白色申告を利用すると、青色申告にのみ認められたさまざまな節税上の特例を利用できなくなるため、会社の元に残るお金が少なくなってしまいます。

法人にとって青色申告の利用は必須!

かつて、個人事業主が白色申告を利用すれば、青色申告に認められた節税上の特例が適用されない代わりに、帳簿を作成しないで良いなどの会計上の処理が簡単になるというメリットがありました。

しかし、現在では白色申告でも帳簿の作成や関連書類の保管が義務となっているため、昔ほどメリットが大きいわけではありません。それでも、利益が少ない場合には、まだまだ白色申告を利用する意味はあると言えるでしょう。

一方、法人の場合はどうでしょうか。

法人の会計処理はもともと煩雑で複雑です。従って、個人事業主が青色申告を利用し始めたときに直面するような会計処理の大変さははじめから問題となりません。
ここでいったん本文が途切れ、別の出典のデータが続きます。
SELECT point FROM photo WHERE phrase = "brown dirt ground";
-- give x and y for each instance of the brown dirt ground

そのため、白色申告を利用したからと言って会計処理が楽になるわけではありません。つまり、白色申告を利用するメリットが法人の場合にはないのです。

逆に、青色申告を利用したときに享受できるさまざまな節税上のメリットがなくなります。例えば、青色申告を利用しなければ、以下のような節税上の特典が利用できなくなってしまいます。

・欠損金の繰越控除
・欠損金の繰戻還付
・30万円の資産の一括償却
・特別償却・特別控除
・推計課税の禁止、更正の理由付記

上記に挙げたものは代表的なメリットですが、他にも青色申告ならではのさまざまな特典があります。

繰り返しになりますが、法人が白色申告を利用しても、実質的なメリットはほとんどありません。一方、個人事業主の場合には青色申告を使うことで会計上の手間が増えますが、法人はもともと会計処理が大変なため、このことは特にデメリットとはなり得ません。

そのため、節税メリットの大きい青色申告を利用するのはもはや当然です。実際、ある調査によれば98%の法人が青色申告を利用しているという結果も報告されています。